With the application still running in the first shell window, enter the following in the second shell window:

curl -i localhost:8999/city/1028

You should see details for the city with the ID of 1028—namely, Hyderabad in India. Enter some random city IDs and see which cities are referenced.

Figure 25: Requesting a Specific City by ID

Adding a city

In the second shell window, enter the following:

curl -H "Content-Type: application/json" -d '{"name":"Whoville", "country":"ITA", "district":"XXX", "pop":1}' http://localhost:8999/cityadd

Tip: Take care when entering the JSON object that represents the new city. JSON is simple, but it is not forgiving if you forget to close quotes or braces, or if you put quotes (that denote the string data type) around a value that is expected to be an integer.

The record should be added to the database and you should receive the new record ID in the response, as in Figure 27.

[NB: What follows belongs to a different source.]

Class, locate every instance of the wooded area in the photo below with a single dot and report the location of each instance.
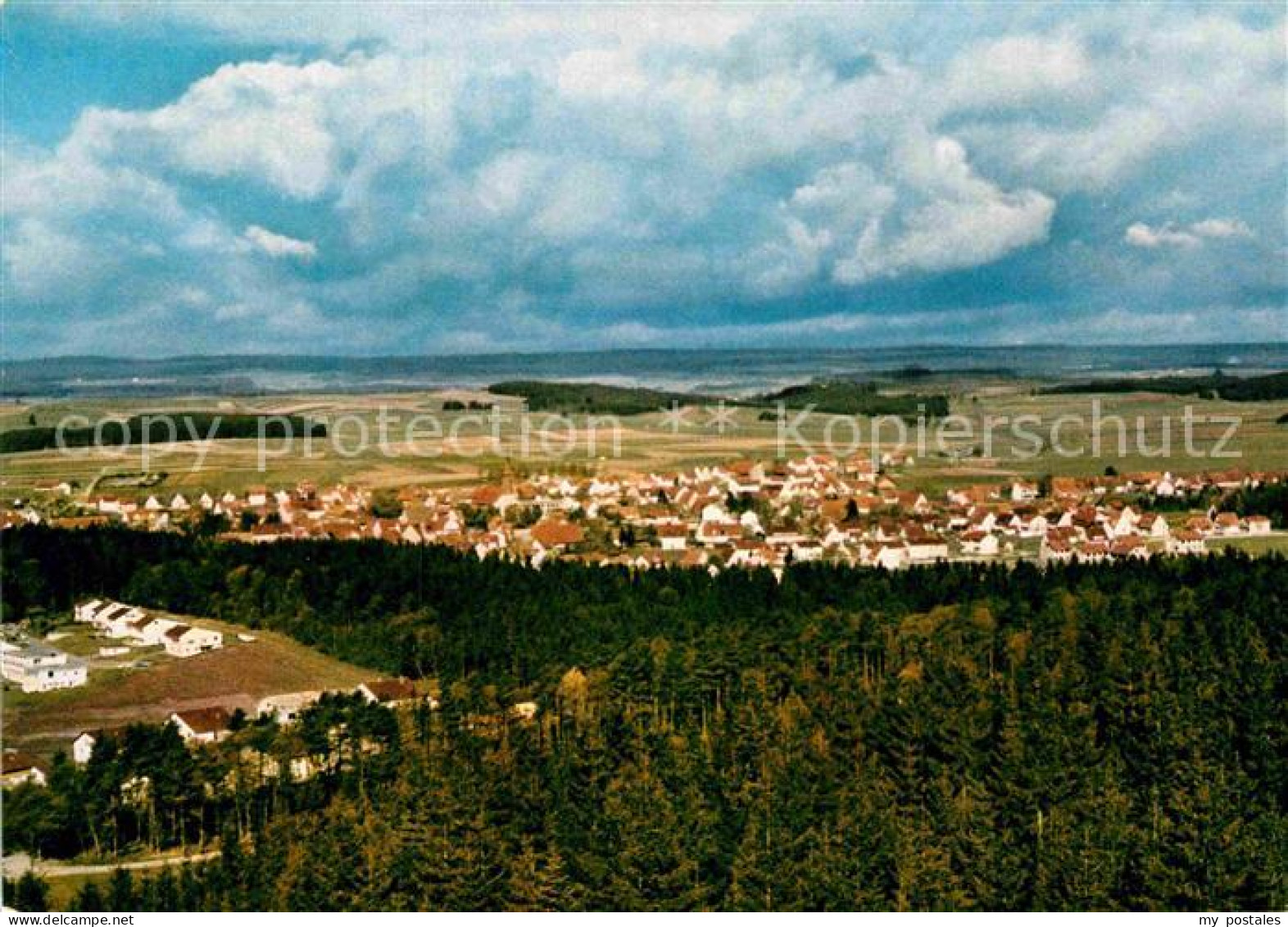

Figure 26: Adding a New City

In the previous example, the ID of my recently added record is 4093. Yours is probably different. Rather than query the database again manually in order to see if the new record exists, you can simply use the following:

curl -i localhost:8999/city/4093

However, take care to replace 4093 with whatever ID was assigned when you added the city.

Figure 27: Verification—New City Added to the Database

Deleting a city

In order to delete a city, you use a syntax similar to your search for a city by ID. Try using the same city ID that you just added to the database. For example:

curl -i localhost:8999/citydel/4093

If everything proceeds according to plan, you should get a DBUpdate object encoded as JSON, which shows that a single row is affected, as in Figure 29.

Figure 28: Deleting a City

Congratulations! You have just written your first “real” web service using Go.

Of course, this is far from perfect, and if you were planning to put it into production, you would probably want to do a fair bit of refactoring, implement better error handling, and so on.

However, the point of all this is to emphasize that Go is an excellent language for working on this type of application. I’ve done similar work in other languages, including Node.js and Ruby, and I am much happier working in Go. Everything seems more tidy and better thought out, in my humble opinion.

Challenge step

If you’re up for a challenge, try to implement update functionality in the application—that is, to put the U back into CRUD!

For starters, allow the client to submit a JSON city object that will first delete the existing record (if there is a matching city ID), then add a new one and report success (or otherwise) in JSON format, too.

Next, allow the client to submit some partial JSON along with the ID, then simply update an existing record based on the fields that have changed. For example, the client might submit the following:

{"id":4088,"name":"Whereville”,pop":2}

This will only update the Name and Population fields in the City table.